Stills from video “I will not make any more boring art”, in which Baldessari writes that phrase repetetively |
“John Baldessari, the 79-year-old conceptualist, has spent more than four decades making laconic, ironic conceptual art-about-art, both good and bad. His style is familiar and recognizable, wry and dry: It usually incorporates a photo or grid of pictures, often black-and-white and grainy, with the vibe of a seventies issue of Artforum; text of some kind; a found object placed casually; a video or maybe a newspaper clipping or some other element taken from popular culture. The approach is hugely influential, setting the precedent for interesting artists like Cindy Sherman and David Salle. In a sense, Baldessari imagined a large circular room with a hundred entrances and exits. Thousands of artists could go through, and did. After a visit to the Metropolitan Museum of Art’s retrospective, you’ll see that Baldessari’s children have overrun Chelsea.
And that’s the problem. Even a former student like Salle admits that “at least three generations of artists” doing “dumb stuff … is largely John’s fault.” Baldessari’s interesting niche bewitched too many people, creating a hackneyed academy of smarty-pants work that addresses the same issues in the same ways, over and over, just the way Baldessari and others of his generation did 40 years ago.”

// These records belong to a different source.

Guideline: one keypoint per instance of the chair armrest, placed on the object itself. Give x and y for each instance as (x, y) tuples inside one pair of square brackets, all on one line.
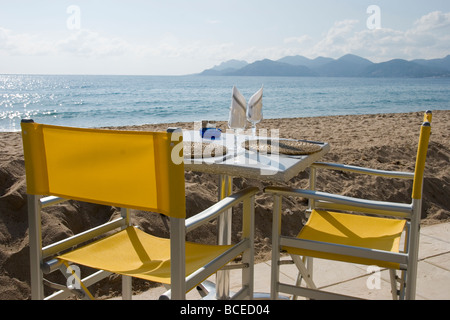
[(362, 170), (215, 210), (379, 207)]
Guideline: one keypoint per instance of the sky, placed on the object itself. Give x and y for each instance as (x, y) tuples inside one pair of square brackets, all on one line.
[(177, 37)]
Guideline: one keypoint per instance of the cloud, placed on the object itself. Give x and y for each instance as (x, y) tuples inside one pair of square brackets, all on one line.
[(428, 37)]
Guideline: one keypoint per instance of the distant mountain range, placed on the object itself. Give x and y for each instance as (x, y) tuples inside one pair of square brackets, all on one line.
[(347, 66)]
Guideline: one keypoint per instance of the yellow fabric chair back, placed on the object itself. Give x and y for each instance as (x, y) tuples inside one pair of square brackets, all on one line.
[(130, 169)]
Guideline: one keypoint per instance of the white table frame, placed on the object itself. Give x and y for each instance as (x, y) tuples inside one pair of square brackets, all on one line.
[(240, 162)]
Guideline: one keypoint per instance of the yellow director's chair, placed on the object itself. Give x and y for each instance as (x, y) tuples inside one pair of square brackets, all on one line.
[(336, 230), (128, 170)]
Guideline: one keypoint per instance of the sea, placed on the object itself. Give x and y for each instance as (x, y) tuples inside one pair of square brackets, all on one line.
[(104, 101)]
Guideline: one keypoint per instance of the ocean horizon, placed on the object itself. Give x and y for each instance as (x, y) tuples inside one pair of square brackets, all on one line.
[(107, 100)]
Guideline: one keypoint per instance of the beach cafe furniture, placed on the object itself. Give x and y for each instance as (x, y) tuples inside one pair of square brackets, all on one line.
[(266, 158), (335, 231), (129, 170)]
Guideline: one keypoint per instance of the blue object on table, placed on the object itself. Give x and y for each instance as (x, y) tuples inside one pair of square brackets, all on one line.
[(210, 133)]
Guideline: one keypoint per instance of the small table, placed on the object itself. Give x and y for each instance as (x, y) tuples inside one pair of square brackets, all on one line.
[(241, 162)]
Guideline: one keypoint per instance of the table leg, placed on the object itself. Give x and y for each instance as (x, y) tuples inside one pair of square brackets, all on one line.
[(224, 237)]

Tips for Artists Who Want to Sell, John Baldessari |
I am not a fan of conceptualist art for the most part, except for the Museum of Jurassic Technology, which is rich and loamy rather than dry and reductive (well, I lot of what I see of conceptual art is kind of sterile).
Museum of Jurassic Technology? That sounds amazing. Like A-mazing. Did you know Walkmans just got discontinued?
Something about the poster really rang true–I felt like I could just as easily come across it in Chelsea today.